The letter, written by John McNamara, the Principal Assistant Director – Markets in the CFPB’s Division of Research, Markets & Regulation and a name many in the accounts receivable management industry will recognize thanks to his long tenure here before he joined the Bureau, was sent to the Chief Executives of American Express, JPMorgan Chase, Bank of America, Citibank, Capital One, and Discover.

The CFPB issued a report back in 2020 that detailed how many lenders have stopped furnishing the actual payment data to credit reporting agencies going back to 2012. One possible explanation, at least for credit card lenders, is that withholding that information is a competitive advantage intended to keep other lenders from poaching consumers who do not pay their balances every month.

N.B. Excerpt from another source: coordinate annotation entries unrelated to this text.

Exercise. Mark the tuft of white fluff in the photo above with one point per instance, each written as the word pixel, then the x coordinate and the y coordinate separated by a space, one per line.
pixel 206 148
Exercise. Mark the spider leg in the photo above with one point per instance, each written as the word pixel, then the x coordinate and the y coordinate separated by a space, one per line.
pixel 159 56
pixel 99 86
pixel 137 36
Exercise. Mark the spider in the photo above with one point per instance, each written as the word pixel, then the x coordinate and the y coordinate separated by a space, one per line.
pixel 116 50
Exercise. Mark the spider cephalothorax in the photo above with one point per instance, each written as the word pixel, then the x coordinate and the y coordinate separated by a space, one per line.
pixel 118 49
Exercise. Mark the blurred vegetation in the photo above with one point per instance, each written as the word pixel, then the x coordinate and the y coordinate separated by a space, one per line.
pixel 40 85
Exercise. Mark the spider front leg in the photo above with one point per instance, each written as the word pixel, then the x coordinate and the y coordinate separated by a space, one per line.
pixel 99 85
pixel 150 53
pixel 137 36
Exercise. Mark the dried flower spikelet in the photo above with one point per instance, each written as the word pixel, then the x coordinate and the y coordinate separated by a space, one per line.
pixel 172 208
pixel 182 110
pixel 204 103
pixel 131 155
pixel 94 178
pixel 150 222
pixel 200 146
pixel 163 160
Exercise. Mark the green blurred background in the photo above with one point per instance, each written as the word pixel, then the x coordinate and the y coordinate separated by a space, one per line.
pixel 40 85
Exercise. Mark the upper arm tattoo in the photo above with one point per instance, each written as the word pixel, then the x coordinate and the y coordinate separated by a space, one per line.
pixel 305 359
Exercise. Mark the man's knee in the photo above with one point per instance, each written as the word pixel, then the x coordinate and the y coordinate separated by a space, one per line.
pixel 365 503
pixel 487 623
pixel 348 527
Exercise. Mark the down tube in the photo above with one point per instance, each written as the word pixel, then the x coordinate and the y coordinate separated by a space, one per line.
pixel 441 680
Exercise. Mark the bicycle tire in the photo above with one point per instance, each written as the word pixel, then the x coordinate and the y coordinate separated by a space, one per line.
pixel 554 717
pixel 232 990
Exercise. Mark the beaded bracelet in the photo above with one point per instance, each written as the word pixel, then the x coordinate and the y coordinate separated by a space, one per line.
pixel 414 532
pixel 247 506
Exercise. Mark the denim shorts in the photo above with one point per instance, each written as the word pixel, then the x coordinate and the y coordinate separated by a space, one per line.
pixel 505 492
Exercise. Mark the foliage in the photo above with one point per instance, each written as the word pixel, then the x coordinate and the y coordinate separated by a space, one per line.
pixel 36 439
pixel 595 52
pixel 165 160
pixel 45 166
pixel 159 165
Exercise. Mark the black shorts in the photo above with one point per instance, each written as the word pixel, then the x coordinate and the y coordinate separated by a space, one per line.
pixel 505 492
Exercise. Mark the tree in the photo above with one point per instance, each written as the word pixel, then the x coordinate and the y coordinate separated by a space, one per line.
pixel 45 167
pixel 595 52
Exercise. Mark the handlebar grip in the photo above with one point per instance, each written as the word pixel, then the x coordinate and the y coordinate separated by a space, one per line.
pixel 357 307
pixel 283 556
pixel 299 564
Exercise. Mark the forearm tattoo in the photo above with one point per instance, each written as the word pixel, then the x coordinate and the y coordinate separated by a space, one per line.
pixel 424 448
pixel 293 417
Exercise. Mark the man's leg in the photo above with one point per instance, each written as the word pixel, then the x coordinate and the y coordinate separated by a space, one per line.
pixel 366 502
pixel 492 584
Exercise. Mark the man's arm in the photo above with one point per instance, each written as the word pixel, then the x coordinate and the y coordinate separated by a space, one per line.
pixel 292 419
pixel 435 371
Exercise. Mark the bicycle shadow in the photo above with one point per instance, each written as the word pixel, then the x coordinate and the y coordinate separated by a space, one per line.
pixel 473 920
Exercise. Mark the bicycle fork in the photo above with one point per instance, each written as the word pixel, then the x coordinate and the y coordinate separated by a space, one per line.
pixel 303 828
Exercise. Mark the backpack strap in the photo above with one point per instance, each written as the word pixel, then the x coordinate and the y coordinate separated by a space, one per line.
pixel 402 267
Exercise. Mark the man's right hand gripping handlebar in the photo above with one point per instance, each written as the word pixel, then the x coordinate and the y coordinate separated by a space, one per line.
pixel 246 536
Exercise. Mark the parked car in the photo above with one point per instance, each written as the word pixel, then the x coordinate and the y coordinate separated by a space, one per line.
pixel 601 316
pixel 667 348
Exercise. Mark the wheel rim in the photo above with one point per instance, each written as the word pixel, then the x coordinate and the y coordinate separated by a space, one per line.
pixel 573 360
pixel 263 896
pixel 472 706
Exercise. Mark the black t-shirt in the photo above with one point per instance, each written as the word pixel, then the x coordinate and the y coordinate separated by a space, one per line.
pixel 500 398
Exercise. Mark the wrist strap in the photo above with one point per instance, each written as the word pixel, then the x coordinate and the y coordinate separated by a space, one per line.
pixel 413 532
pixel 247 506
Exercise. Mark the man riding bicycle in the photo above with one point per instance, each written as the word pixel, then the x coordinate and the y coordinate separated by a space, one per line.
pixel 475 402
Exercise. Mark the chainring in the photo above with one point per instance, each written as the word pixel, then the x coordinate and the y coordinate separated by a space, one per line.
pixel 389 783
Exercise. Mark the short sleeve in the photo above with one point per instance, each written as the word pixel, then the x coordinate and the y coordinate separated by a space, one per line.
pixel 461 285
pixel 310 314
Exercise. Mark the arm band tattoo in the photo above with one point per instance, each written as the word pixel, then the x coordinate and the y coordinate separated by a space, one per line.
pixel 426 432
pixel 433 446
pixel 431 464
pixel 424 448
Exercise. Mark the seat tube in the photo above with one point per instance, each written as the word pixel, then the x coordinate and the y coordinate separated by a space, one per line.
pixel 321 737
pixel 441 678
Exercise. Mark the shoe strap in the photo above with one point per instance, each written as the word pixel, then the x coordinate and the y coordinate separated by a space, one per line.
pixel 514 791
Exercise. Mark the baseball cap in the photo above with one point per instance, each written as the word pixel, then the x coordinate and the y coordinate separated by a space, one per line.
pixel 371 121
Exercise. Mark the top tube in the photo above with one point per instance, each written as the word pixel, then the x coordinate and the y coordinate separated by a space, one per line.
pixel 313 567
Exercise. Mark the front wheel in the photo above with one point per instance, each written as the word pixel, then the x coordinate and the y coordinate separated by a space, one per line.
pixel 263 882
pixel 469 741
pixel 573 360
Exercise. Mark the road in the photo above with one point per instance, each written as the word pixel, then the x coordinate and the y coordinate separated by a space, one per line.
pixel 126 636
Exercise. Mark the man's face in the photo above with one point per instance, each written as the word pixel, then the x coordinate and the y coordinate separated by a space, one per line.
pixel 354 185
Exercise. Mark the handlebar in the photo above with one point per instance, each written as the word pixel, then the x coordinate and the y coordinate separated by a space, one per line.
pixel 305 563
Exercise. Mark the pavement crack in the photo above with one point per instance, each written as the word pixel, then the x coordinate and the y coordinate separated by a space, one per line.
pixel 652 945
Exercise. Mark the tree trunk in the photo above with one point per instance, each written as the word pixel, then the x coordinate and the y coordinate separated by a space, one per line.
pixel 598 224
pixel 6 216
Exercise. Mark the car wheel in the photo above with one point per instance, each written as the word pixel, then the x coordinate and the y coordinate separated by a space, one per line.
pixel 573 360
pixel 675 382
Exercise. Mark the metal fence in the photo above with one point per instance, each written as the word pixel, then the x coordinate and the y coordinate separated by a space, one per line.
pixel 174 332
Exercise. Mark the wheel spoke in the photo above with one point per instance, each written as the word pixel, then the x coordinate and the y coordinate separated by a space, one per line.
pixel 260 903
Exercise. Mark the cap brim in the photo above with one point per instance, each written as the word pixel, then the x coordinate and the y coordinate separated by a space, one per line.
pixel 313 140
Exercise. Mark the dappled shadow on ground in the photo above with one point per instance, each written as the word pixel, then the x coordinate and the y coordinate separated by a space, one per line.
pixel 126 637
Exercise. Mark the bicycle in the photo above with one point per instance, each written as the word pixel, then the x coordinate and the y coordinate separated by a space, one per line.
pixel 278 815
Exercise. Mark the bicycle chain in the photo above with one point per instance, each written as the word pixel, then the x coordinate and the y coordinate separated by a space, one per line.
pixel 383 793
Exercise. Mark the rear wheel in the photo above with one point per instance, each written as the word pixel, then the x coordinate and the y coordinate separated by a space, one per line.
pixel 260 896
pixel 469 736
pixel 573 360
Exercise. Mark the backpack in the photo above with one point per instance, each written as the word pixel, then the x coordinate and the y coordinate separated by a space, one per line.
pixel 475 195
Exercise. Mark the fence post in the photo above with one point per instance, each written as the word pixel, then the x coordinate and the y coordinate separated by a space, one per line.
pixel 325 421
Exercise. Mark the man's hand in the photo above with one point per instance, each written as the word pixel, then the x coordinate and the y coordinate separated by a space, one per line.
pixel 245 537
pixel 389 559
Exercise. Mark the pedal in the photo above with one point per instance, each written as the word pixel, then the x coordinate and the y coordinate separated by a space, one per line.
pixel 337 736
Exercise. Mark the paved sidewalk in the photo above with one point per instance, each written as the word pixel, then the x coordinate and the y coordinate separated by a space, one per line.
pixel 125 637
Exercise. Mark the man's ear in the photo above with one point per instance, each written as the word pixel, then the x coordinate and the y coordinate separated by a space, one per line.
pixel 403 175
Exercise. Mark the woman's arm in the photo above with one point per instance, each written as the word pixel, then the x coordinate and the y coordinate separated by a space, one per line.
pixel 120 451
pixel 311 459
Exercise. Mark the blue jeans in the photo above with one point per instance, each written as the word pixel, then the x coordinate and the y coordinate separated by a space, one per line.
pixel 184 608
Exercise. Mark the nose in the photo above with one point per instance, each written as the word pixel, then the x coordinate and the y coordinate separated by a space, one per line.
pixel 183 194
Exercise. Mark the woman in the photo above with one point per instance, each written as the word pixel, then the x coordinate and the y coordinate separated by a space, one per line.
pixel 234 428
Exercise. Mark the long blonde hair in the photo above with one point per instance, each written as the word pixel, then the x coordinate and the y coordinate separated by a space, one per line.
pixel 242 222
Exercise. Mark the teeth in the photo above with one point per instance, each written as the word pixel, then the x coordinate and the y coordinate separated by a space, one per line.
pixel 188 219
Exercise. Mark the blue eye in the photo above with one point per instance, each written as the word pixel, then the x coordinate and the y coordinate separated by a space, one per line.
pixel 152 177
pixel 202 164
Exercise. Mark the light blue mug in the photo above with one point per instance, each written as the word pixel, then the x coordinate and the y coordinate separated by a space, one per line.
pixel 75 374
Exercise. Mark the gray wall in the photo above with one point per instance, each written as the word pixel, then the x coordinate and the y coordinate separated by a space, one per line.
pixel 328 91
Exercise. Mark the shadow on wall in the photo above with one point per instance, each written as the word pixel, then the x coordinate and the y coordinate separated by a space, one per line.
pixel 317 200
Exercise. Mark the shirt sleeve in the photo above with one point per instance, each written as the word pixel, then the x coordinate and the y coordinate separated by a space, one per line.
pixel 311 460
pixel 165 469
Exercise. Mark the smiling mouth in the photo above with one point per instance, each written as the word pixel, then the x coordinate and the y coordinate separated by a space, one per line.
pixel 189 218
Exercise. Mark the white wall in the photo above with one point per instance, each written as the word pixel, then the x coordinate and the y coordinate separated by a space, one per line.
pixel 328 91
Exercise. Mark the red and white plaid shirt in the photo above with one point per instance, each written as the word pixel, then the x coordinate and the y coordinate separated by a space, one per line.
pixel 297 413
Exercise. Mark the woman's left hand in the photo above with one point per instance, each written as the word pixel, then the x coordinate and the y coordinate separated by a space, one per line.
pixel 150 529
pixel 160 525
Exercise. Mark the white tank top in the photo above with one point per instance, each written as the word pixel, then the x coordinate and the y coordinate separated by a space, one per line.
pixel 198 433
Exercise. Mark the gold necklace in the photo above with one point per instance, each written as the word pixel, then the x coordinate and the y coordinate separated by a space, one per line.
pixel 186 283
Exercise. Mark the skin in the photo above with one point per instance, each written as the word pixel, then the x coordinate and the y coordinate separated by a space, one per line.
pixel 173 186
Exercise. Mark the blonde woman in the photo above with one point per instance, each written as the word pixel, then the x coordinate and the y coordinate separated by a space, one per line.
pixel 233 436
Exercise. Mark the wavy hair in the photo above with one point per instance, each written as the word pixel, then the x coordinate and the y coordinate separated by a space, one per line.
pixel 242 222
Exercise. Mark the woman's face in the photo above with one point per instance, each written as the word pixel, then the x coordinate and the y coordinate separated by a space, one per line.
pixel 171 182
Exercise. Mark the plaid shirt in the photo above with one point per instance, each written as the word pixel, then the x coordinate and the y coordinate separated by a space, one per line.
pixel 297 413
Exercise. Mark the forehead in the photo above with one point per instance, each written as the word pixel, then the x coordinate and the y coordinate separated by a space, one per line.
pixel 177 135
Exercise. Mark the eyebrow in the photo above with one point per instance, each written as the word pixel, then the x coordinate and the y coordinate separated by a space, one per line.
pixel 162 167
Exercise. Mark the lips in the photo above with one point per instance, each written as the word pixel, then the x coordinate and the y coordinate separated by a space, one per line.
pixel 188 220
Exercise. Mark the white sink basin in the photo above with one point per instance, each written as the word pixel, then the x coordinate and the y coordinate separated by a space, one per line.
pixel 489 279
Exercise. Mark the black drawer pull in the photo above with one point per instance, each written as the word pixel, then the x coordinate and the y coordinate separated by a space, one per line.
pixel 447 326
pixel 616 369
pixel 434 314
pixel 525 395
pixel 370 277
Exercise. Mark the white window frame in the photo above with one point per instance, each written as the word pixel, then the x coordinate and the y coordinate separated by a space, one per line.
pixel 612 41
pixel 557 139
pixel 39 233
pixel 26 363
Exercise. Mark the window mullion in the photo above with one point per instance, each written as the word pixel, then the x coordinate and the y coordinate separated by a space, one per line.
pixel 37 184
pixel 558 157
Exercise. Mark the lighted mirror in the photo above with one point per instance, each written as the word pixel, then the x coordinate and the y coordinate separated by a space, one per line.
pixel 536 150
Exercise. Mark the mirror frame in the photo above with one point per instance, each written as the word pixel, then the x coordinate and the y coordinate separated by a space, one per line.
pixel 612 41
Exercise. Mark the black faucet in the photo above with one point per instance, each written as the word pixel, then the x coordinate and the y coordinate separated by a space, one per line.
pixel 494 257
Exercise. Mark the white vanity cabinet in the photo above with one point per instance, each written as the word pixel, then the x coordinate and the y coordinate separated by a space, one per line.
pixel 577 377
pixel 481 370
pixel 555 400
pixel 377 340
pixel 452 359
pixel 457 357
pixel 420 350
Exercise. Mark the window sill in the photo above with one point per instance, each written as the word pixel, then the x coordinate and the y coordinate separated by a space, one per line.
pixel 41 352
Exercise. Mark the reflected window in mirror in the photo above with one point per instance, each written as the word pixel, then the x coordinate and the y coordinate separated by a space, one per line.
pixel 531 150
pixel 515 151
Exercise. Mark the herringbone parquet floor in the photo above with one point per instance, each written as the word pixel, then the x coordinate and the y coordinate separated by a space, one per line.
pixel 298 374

In reaching out to the lenders, the CFPB now wants to know why that information is not being supplied. Along with an explanation, the CFPB wants to make sure there aren’t any “material barriers” to prevent the lenders from supplying that information, and whether the companies have any plans to start furnishing that piece of information.

The letter points out that participation by the lenders is voluntary and is not a “supervisory request.”

The CFPB has been ratcheting up its interest in the credit reporting space for several months. It published a report analyzing the complaint data submitted by consumers with respect to credit reporting of medical debts, it published an issue of its Supervisory Highlights report that looked at misleading credit reporting statements, it recently sued a credit reporting agency and one of its executives, and it called out the three major agencies for not treating consumers fairly.

“Consumers reasonably expect that they will receive competitively priced credit based on their ability to manage and repay their credit obligations, but this is impaired if actual payment amount information is being suppressed by major credit card companies,” McNamara wrote in the letter.